State v. Weindorf

361 S.W.2d 806, 1962 Mo. LEXIS 597
CourtSupreme Court of Missouri
DecidedNovember 14, 1962
Docket49112
StatusPublished
Cited by35 cases

This text of 361 S.W.2d 806 (State v. Weindorf) is published on Counsel Stack Legal Research, covering Supreme Court of Missouri primary law. Counsel Stack provides free access to over 12 million legal documents including statutes, case law, regulations, and constitutions.

Bluebook
State v. Weindorf, 361 S.W.2d 806, 1962 Mo. LEXIS 597 (Mo. 1962).

Opinion

STORCKMAN, Judge.

The defendant was found guilty by a jury of the offense of robbery in the first degree. At a separate hearing the trial court found that the defendant had been convicted of two prior felonies and assessed his punishment at thirteen years’ imprisonment in the penitentiary. The defendant was sentenced accordingly and he has appealed.

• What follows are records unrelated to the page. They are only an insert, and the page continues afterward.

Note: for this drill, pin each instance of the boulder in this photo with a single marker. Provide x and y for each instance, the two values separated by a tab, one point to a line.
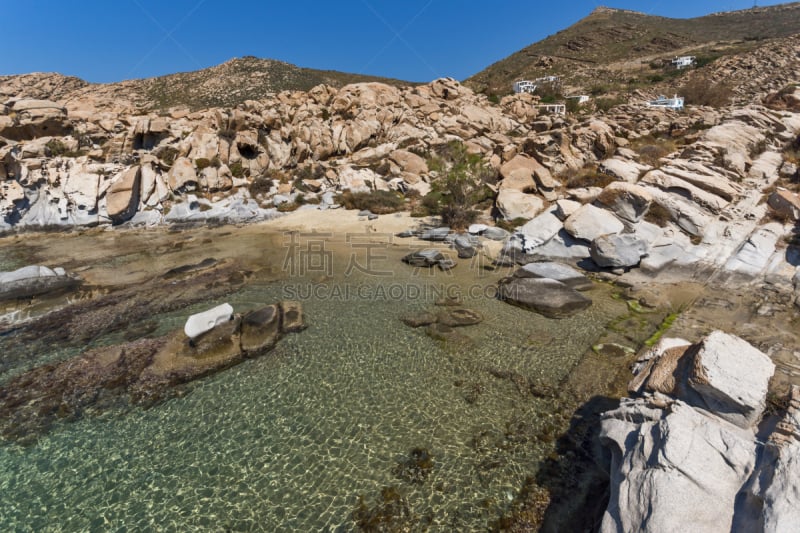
35	118
622	169
628	201
182	175
618	250
673	469
292	318
535	232
466	245
514	204
754	254
785	204
518	174
548	297
776	481
424	258
34	280
494	233
261	329
567	275
416	320
435	234
685	455
589	222
200	323
456	317
122	198
409	162
730	377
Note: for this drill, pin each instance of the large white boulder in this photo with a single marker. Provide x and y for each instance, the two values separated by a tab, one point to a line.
200	323
589	222
673	469
514	204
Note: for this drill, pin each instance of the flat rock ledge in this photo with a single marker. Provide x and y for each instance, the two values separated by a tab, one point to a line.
34	280
142	372
693	451
549	297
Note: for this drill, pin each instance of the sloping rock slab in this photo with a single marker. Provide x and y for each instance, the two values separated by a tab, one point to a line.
34	280
548	297
558	271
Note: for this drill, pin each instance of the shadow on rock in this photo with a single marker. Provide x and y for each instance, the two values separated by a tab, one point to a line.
571	488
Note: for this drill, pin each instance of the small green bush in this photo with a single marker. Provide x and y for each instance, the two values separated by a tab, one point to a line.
260	185
378	202
237	170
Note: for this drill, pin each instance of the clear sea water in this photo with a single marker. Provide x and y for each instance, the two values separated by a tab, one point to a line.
290	440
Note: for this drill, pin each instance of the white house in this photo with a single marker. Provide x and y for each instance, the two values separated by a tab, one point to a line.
675	103
683	61
581	98
555	109
524	86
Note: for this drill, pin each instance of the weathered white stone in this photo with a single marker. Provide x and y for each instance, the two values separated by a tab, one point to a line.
514	204
731	378
535	232
200	323
628	201
754	254
618	250
622	169
673	469
589	222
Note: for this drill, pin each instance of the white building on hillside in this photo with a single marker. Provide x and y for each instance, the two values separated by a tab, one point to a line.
675	103
683	62
581	98
524	86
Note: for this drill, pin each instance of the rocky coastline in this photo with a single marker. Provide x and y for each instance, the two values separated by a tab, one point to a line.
637	197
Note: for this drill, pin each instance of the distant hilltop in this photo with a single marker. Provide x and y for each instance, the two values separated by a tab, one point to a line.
606	9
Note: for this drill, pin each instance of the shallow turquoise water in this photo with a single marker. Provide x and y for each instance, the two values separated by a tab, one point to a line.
288	441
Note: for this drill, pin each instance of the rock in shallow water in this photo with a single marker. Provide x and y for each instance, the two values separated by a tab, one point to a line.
549	297
557	271
686	456
200	323
34	280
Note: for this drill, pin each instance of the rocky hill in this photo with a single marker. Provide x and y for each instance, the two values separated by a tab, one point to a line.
708	194
613	46
225	85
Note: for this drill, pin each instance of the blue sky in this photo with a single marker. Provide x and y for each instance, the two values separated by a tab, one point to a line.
416	40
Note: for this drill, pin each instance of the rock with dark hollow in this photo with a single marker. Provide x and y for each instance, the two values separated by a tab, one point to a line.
548	297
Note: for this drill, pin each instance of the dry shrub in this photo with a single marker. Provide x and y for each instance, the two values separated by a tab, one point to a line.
378	202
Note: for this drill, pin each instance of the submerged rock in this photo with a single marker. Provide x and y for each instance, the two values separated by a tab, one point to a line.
200	323
142	371
549	297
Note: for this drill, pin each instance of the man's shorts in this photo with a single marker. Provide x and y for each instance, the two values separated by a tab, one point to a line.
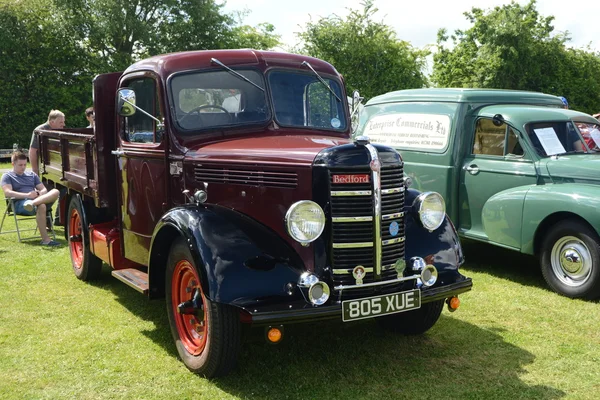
19	210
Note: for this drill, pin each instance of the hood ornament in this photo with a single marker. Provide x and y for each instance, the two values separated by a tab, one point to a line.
362	140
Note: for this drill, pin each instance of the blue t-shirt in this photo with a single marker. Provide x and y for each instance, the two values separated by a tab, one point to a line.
21	183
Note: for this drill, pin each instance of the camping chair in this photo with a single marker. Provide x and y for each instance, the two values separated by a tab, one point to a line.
10	206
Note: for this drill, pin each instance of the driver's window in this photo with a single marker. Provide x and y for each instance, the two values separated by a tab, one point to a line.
140	128
495	139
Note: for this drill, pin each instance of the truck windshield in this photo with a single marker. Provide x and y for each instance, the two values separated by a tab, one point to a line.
555	138
302	100
206	100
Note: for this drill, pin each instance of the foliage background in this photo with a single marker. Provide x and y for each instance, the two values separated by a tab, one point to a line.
50	50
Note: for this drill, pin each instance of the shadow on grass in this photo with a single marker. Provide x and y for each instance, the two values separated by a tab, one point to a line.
455	359
503	263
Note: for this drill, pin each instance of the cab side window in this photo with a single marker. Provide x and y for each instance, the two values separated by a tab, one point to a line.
140	128
495	140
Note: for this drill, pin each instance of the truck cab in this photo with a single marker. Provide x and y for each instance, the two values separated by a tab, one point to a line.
516	170
227	182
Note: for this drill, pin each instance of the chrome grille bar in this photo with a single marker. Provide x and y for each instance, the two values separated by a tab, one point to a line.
376	176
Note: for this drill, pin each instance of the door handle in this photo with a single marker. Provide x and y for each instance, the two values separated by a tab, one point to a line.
472	169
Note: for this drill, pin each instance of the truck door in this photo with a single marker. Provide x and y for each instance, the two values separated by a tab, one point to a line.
141	166
494	181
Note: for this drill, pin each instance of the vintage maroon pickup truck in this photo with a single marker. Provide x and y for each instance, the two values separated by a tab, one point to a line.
226	181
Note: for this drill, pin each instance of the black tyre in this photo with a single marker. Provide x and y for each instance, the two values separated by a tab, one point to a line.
207	334
570	260
413	322
86	265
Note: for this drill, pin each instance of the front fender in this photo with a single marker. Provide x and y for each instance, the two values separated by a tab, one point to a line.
440	248
241	262
502	216
542	202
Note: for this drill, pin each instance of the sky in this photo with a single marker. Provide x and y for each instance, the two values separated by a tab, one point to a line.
417	22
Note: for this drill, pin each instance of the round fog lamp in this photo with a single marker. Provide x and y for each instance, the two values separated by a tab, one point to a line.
305	221
431	209
318	293
429	275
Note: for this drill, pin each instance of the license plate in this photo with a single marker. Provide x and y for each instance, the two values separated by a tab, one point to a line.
376	306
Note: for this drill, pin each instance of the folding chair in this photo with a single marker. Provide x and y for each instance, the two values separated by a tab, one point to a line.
10	206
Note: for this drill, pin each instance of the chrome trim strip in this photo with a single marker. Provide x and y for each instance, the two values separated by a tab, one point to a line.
380	283
393	190
392	241
351	219
352	245
392	216
376	178
351	193
343	271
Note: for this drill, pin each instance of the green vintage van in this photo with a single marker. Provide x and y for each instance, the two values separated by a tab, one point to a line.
515	169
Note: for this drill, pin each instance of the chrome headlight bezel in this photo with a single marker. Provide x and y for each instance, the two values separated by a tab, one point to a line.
427	216
290	221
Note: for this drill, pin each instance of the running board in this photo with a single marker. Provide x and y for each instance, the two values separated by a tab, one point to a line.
133	277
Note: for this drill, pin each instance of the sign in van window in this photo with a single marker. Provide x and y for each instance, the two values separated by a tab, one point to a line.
410	131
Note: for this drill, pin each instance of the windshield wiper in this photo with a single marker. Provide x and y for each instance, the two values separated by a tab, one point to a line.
214	60
321	79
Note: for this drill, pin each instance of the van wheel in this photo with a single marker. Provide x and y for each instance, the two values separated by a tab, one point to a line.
207	334
570	260
86	265
413	322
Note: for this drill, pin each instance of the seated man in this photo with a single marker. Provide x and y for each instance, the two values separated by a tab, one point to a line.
29	193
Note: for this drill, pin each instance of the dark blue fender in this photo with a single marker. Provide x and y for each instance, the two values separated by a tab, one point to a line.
440	248
240	262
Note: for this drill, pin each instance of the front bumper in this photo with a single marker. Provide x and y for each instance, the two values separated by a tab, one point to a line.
298	312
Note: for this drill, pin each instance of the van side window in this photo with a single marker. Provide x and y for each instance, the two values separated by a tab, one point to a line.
140	128
495	140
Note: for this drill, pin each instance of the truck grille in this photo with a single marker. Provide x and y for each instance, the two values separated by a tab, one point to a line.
352	213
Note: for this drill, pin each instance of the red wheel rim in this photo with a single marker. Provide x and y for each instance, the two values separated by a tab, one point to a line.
76	246
192	330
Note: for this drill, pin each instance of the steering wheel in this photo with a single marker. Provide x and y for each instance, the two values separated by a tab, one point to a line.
202	107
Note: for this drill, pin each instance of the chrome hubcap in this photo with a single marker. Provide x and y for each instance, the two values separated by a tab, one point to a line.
571	261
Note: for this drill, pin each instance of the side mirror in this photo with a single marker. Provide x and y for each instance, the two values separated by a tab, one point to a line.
126	102
354	110
356	100
498	120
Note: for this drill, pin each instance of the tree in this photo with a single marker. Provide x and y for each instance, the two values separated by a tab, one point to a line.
42	68
513	47
121	32
367	53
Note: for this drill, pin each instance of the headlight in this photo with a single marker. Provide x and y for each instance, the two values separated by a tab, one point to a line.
305	221
431	209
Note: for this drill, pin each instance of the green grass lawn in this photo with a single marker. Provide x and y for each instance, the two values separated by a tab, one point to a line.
512	338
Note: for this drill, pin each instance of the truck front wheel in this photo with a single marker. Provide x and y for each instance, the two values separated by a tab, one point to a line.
413	322
86	265
207	334
570	260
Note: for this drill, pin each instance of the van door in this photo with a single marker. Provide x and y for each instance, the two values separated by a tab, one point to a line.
141	170
493	182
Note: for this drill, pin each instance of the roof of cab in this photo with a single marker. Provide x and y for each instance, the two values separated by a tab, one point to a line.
167	64
519	115
467	96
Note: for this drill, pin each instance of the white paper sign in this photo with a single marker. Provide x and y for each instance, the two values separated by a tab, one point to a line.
595	134
409	131
549	141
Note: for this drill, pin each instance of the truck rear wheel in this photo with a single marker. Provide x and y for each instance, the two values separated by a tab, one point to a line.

The case is before us on the transcript of the record on appeal and a brief filed by the state. Since the defendant has not filed a brief, our review will be of the assignments of error properly preserved in his motion for a new trial and the essential parts of the record. Supreme Court Rules 27.20 and 28.02, V.A.M.R.; State v. Slicker, Mo., 342 S.W.2d 946, 947[1].

In general the assignments of error in the defendant’s motion for new trial are that Senate Bill 117 enacted in 1959 as § 556.280, RSMo 1959, V.A.M.S., is unconstitutional because it violates § 23, Art. Ill, of the Constitution of Missouri 1945, V.A. M.S., that the trial court erred in admitting in evidence the police records of the City of St. Louis, and that the court erred in sustaining the objection of the circuit attorney to certain arguments of defendant’s counsel. The evidence favorable to the state is clearly sufficient to support the conviction and since no complaint is made on that score a brief statement of the facts will suffice.

Robert Angel and his wife Lulu conducted a partnership business known as Lou’s Confectionery on North 20th Street *809 in St. Louis. At about 11:55 p. m. on March 21,1961, two men entered the confectionery and robbed them of approximately $590 in money. The robbers threatened the Angels telling them that it was a stickup and they would not get hurt if they did not move. One of the men kept one of his hands in the pocket of his jacket as though he had a gun, and the other took a butcher knife away from Mrs. Angel and held it in his hand while the robbery was in progress.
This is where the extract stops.